New York’s top judge Janet DiFiore touts reforms in the state’s courts

Janet DiFiore
Janet DiFiore

Suggesting that a well-run court system helps protect the independence of the judiciary, Janet DiFiore, chief judge of the New York Court of Appeals, called attention to cutting-edge reforms underway in New York’s state courts when she delivered the annual Brennan Lecture on State Courts and Social Justice on March 8.

DiFiore, the top judge for the highest court in the State of New York and head of a system with a $2.3 billion budget, announced an Excellence Initiative shortly after she took office in 2016. The effort evaluates court operations from top to bottom in order to improve the courts’ ability to ensure the just and timely resolution of cases. The initiative has included changes such as establishing the nation’s first opioid intervention court and using technology to better protect the victims of domestic violence.

The reforms of the Excellence Initiative are taking place at a time when courts are under attack by political leaders, DiFiore noted in her remarks. “We find ourselves living in a historical moment—a moment when the rule of law is threatened on many fronts, including unfair and irresponsible attacks on the independence of our judges and on our law enforcement institutions,” she said.

Addressing an audience of judges, prosecutors, faculty, alumni, and students, among others,  DiFiore commended the Institute of Judicial Administration (IJA), sponsor of the Brennan Lecture, for its work involving state courts. “The IJA deserves much credit for prioritizing and focusing scholarly attention on the work of America’s state courts,” she said. “It is indeed in the state courts that the average American interacts with the justice system.”

As the leader of the state’s courts in both administrative and adjudicative matters, DiFiore has been working to improve the efficiency of the courts and implement new approaches to problems such as opioid addiction, and also to provide guidance to the bar and to the public on issues such as the reliability of cross-racial identification.

In 2017, New York State opened the first opioid intervention court in the country, which prioritizes treatment over prosecution in order to save lives.
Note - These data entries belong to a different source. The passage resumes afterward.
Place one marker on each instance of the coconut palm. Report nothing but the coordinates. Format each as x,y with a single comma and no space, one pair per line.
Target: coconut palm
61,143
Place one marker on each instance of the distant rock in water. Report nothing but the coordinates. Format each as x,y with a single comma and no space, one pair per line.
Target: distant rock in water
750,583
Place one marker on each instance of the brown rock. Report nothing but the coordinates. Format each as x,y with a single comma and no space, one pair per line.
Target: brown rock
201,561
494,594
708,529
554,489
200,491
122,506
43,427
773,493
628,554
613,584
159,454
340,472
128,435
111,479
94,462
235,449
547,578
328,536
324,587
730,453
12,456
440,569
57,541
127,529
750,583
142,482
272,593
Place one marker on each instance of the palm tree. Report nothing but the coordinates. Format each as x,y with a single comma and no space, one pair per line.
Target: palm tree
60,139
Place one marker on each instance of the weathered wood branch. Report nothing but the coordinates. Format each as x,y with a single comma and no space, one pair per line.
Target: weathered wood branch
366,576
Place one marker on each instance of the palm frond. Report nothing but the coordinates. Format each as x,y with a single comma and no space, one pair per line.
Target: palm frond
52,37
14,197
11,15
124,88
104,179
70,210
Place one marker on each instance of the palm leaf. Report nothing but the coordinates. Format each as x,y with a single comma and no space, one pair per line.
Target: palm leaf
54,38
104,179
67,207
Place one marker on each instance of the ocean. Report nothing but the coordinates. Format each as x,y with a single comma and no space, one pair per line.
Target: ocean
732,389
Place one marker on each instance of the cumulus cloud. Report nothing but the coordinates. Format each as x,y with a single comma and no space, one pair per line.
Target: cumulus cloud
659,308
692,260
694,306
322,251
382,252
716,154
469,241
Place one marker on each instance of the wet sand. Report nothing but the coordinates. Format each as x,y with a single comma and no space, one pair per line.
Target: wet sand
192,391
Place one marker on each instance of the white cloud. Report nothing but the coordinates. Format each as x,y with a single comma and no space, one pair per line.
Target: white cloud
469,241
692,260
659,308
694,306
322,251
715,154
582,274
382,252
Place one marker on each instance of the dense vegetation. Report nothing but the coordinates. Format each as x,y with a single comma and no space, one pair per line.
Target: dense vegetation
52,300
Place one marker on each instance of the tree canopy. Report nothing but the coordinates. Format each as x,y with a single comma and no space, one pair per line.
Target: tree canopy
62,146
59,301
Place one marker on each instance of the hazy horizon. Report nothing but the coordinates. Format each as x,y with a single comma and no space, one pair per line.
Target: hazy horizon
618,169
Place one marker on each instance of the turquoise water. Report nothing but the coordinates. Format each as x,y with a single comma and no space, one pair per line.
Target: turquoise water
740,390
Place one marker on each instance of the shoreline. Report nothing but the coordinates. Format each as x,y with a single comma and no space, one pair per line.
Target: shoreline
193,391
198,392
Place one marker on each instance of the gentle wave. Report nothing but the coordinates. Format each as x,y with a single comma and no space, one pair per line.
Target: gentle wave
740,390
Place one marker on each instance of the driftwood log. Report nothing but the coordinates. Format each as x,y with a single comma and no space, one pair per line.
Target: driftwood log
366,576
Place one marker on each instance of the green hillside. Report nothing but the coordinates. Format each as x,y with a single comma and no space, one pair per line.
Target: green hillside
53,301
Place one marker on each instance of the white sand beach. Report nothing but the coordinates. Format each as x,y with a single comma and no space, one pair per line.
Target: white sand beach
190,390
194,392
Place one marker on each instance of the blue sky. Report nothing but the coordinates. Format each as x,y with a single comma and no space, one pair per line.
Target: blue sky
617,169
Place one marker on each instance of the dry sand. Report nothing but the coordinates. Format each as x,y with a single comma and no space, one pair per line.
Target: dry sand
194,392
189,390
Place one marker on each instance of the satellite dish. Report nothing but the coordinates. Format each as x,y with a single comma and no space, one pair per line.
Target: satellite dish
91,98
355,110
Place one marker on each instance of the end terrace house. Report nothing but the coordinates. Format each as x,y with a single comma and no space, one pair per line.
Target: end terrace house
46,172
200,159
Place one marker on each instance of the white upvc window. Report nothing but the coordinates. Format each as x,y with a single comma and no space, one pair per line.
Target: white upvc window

Under this court, charged offenders at high risk of opioid overdose are quickly screened and linked to intensive treatment within 24 hours of arrest, followed by 90 days of daily court monitoring. The district attorney agrees to delay prosecution pending the successful completion of treatment.

DiFiore said she is determined to improve the New York City Housing Court, which she described as one of the busiest and most overburdened courts in the nation. For many New Yorkers, Housing Court serves as the first and only experience that they will have with the justice system. So that the housing court can better respond to increased homelessness in New York City, DiFiore plans to transform the litigation experience through upgrades in court security and new court rules and forms that will ensure low-income tenants have access to legal representation.

Last year the New York City Family Court, which processes 200,000 new case filings each year, became the largest paperless court in the state. The court has implemented new technology to enhance the safety of victims of domestic violence, including a remote order of protection program. Now temporary orders of protection can be filed electronically, and initial ex parte hearings are conducted via videoconference from safe havens.

In the area of criminal justice, a state task force has made a number of recommendations for reform, including expansion of the state’s DNA databank, greater access to post-conviction DNA testing for defendants, improvement of the identification procedures used by police and prosecutors, and legislation requiring videotaping of custodial interrogations by police. In November 2017, the administrative board of the courts adopted a rule requiring judges presiding over criminal trials to issue standing orders advising prosecutors and defense counsel of their professional obligations and responsibilities.

The judiciary can ensure the mission of the courts is respected, said the judge, by constantly reforming and modernizing the administration of justice and by keeping pace with the needs of our society. “When cases languish for years and people grow frustrated about the cost and length of litigation, they feel as if justice is beyond their reach,” said DiFiore, “and it is the rule of law in the end that suffers.”